We have addressed both the "designed-in security" and efficiency aspects of our customer's requirements in the development of regular expression support for the Guardol domain-specific language for guards. We introduce a special Guardol expression, regex_match, which accepts a regular expression and a string, and produces a boolean output that indicates whether the string matches the regular expression. Every regex_match expression is translated into the application of a Deterministic Finite-State Automaton (DFA) to the given string. This translation is carried out in the "middle end" of the Guardol compilation process using the HOL4 theorem prover, and thus is highly trusted.

The DFA is generated using Brzozowski's derivative technique, with modifications due to Owens, Reppy, and Turon. The DFA transition function, which takes a pair consisting of the current DFA state and the current character in the string, and returns the next state, is represented by a two-dimensional array. Thus matching a string is very quick, since there is one array indexing operation per character position in the string to be matched. Similarly, the final states are also represented in an array, so checking to see if the string is accepted is constant time. We have exercised the regular expression matcher on host platforms as well as the Rockwell Collins Turnstile guard, and performance is excellent.

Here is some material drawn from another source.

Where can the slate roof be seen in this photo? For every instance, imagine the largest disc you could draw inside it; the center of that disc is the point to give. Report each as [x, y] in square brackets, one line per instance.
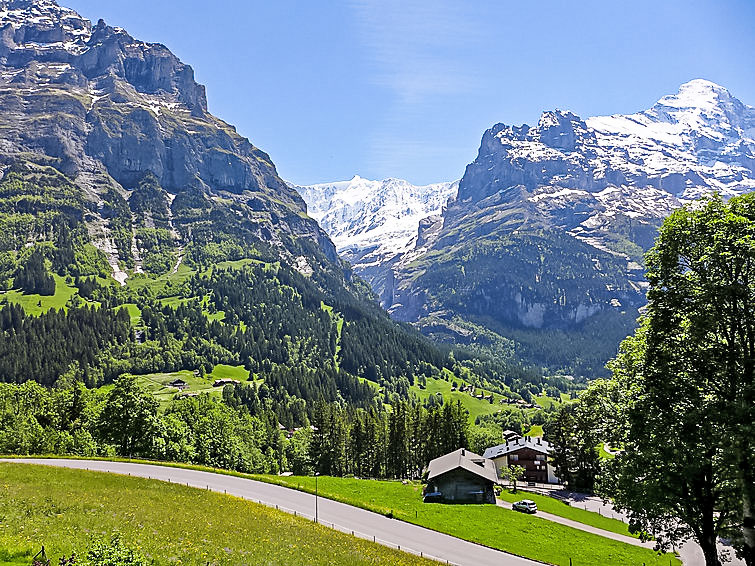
[463, 459]
[533, 443]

In future work, we will provide support for proofs of Guardol properties that include regular expressions. The current Guardol code generator produces Ada code that is compiled and linked to form a guard executable; thus, to increase the trustworthiness of the Guardol backend, we will explore the elimination of the code generator/untrusted compiler part of the toolchain by compiling the functional form of Guardol directly to binary code using the verified CakeML compiler. We will also study direct synthesis of a hardware-only implementation of the regular expression matcher for very high-performance guard implementations.

Presenter Bio:

Dr. David S. Hardin has made contributions in the areas of formal methods, computer architecture for High Assurance systems, as well as real-time and embedded Java. He is currently a Principal Engineer in the Advanced Technology Center at Rockwell Collins, where he has served as Principal Investigator for several U.S. DoD Research and Development programs. He is the editor of the book Design and Verification of Microprocessor Systems for High-Assurance Applications (Springer 2010), and a co-author of The Real-Time Specification for Java, as well as the Java 2 Micro Edition Connected Device Configuration/Foundation Profile standards. He is author or co-author of more than 30 peer-reviewed publications, and is a co-inventor on nine U.S. patents. In 1999, Dr. Hardin co-founded aJile Systems, a startup company focused on real-time and embedded Java technology, and served as aJile's Chief Technical Officer from 1999 to 2003. Dr. Hardin was selected as a Rockwell Engineer of the Year for 1997 for his contributions to the development of the world's first Java microprocessor. His academic career includes BSEE and MSEE degrees from the Universrity of Kentucky, and a Ph.D. in Electrical and Computer Engineering from Kansas State University, in 1989. Dr. Hardin is a proud native of the Commonwealth of Kentucky, and is a Kentucky Colonel.